OpenAI releases GPT4.5, which is more human-like! Karpathy's first-hand review: There are surprises but the improvement is subtle

Written by
Audrey Miles
Updated on:July-15th-2025
Recommendation

OpenAI GPT4.5 is released, and the evaluation shows that it is more like a human! Emotional understanding and suggestion capabilities have been greatly improved.

Core content:
1. GPT4.5 is released, and Sam Altman commented that it is more like talking to a thoughtful person
2. GPT-4.5 performs well in understanding user emotions and needs, and gives more gentle and constructive responses
3. In addition to the upgrade of emotional intelligence, GPT-4.5 has more profound knowledge and more comprehensive capabilities, but reasoning ability is not its strong point

Yang Fangxian
Founder of 53AI/Most Valuable Expert of Tencent Cloud (TVP)


 

At 4:00 am Beijing time, OpenAI held a 14-minute live broadcast. GPT4.5 was finally released! I got up at 4:00 am and updated everyone as soon as possible.

Without further ado, let's take a look at Sam Altman's feelings about GPT 4.5:


Sam:

GPT-4.5 is ready!

The good news:  It’s the first model I’ve encountered that feels like I’m talking to a thoughtful person. I leaned back in my chair several times, amazed at how good advice I could actually get from an AI.

The bad news:  this is a large and expensive model. We really wanted to roll it out to Plus and Pro users at the same time, but our user base is growing so fast that we’re running out of GPUs. We’re adding tens of thousands of GPUs next week, then rolling it out to the Plus user tier. (Hundreds of thousands are coming, and I’m sure you’ll use up every one we can deploy.)

This is not the way we want to operate, but it is difficult to perfectly predict the growth surge that led to the GPU shortage.

A word of caution: this is not an inference model, and it won’t excel in benchmarks. It’s a different kind of intelligence, and it has a magic that I’ve never felt before. Really excited for you to try it!



Do you think it’s just mediocre? Let’s take a look at what GPT4.5 looks like (the press conference video is attached at the end of the article):

At the beginning of the press conference, OpenAI first showed an example. When a user expressed a negative emotion such as "My friend canceled my date again, I was so angry that I wanted to send a message to scold him", GPT-4.5 showed amazing understanding and emotional intelligence:

  • •  The old model (o1) responded  by sending angry, abusive text messages as instructed. Although it completed the task, it seemed cold and even added fuel to the fire.
  • •  GPT-4.5’s reply:  Not only did it give gentler and more constructive text message suggestions, it also “heard” the user’s  real needs behind their words  – the user might just need to talk and be comforted, rather than really wanting to fall out with their friend!

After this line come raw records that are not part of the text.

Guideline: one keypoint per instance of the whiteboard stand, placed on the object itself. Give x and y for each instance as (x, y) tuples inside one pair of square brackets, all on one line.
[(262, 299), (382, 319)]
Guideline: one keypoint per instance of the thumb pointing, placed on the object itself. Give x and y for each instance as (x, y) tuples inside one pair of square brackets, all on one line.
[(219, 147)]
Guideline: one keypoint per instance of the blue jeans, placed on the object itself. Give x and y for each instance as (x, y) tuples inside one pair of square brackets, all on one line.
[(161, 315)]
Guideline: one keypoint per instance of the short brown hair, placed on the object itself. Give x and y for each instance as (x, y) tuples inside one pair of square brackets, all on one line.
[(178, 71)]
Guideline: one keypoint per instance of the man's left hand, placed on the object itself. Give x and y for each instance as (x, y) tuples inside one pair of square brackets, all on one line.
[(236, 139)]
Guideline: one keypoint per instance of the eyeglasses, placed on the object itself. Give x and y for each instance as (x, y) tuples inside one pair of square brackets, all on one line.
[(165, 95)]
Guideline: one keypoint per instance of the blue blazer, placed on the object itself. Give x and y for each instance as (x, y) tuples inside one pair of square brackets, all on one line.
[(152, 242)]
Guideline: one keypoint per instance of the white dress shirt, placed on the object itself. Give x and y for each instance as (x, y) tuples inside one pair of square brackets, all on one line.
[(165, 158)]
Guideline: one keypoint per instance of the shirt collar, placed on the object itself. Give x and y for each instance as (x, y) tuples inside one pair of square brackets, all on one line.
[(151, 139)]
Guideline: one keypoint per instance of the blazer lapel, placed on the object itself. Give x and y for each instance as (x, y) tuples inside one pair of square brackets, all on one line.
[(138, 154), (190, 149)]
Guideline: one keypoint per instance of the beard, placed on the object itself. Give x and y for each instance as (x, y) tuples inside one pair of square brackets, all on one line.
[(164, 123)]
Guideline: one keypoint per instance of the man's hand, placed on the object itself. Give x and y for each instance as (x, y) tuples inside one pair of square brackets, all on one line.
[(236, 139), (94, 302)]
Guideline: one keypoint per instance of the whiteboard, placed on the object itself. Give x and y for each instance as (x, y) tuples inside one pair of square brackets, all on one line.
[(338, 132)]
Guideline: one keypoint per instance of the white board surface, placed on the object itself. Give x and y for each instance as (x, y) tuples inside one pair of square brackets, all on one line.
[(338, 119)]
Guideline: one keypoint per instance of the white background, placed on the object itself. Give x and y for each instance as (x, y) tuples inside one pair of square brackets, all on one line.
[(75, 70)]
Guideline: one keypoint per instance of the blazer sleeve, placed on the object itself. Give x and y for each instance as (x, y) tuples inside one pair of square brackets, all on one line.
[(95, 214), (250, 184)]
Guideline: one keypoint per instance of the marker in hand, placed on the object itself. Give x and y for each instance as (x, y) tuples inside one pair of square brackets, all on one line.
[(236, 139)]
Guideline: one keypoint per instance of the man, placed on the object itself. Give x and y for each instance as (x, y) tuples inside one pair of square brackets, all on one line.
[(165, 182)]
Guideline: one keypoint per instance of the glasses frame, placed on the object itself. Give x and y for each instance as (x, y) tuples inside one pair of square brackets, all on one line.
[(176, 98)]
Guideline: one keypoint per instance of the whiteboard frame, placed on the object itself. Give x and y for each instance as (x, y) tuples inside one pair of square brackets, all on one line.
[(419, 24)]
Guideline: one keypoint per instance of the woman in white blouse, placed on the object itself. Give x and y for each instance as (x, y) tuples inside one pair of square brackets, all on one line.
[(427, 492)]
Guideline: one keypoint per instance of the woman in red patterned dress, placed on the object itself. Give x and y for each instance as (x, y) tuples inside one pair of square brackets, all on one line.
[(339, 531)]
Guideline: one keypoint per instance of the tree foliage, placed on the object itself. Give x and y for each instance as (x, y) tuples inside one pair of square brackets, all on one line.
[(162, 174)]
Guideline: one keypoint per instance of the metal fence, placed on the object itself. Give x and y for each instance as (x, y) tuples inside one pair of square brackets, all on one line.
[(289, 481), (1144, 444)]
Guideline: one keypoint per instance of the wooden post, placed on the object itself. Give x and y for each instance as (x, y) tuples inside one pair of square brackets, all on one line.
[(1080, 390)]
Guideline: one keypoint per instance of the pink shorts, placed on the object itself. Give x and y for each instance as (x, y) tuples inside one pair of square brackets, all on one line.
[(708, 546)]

This subtle emotional understanding and subtle response is one of the highlights of GPT-4.5! It is no longer a cold machine, but can better understand our  true intentions and emotional needs .

More knowledge and more comprehensive abilities

In addition to the emotional intelligence upgrade, GPT-4.5's knowledge reserve and capabilities have also been significantly improved. At the press conference, OpenAI compared the GPT series models to answer the question "Why is the ocean salty":

  • •  GPT-1:  Completely confused
  • •  GPT-2:  Kind of close, but still wrong answer.
  • •  GPT-3.5 Turbo:  gave the correct answer, but the explanation was stiff and the details were redundant.
  • •  GPT-4 Turbo:  The answer is good, but a bit "showy" and not concise enough.
  • •  GPT-4.5: Perfect answer!  Concise, clear, and organized. The first sentence "The ocean is salty because of rain, rivers, and rocks" is catchy and interesting! 

Stronger, faster, safer

According to OpenAI, behind these advances is the comprehensive technical upgrade of GPT-4.5:

  • •  Stronger model:  Larger model size and more computing resources lead to more powerful language understanding and generation capabilities.
  • •  Innovative training mechanism:  Using a new training mechanism, such a huge model can be fine-tuned using a smaller resource footprint.
  • •  Multi-iteration optimization:  Multiple rounds of iterative training are performed through a combination of supervised fine-tuning and reinforcement learning with human feedback (RLHF) to continuously improve model performance.
  • •  Multi-data center pre-training:  In order to make full use of computing resources, GPT-4.5 even pre-trains across multiple data centers! This scale is shocking!
  • •  Low-precision training and inference optimization:  Use low-precision training and a new inference system to ensure that the model is fast and good.
  • •  Safer models:  undergo rigorous security and readiness assessments to ensure models can be shared safely and securely with the world

Performance

At the conference, OpenAI also demonstrated the performance of GPT-4.5 on various benchmarks:

GBQA (Inference Intensive Scientific Assessment):  Significant improvement! Still behind OpenAI-03 Mini (a model that can think before answering), but very close!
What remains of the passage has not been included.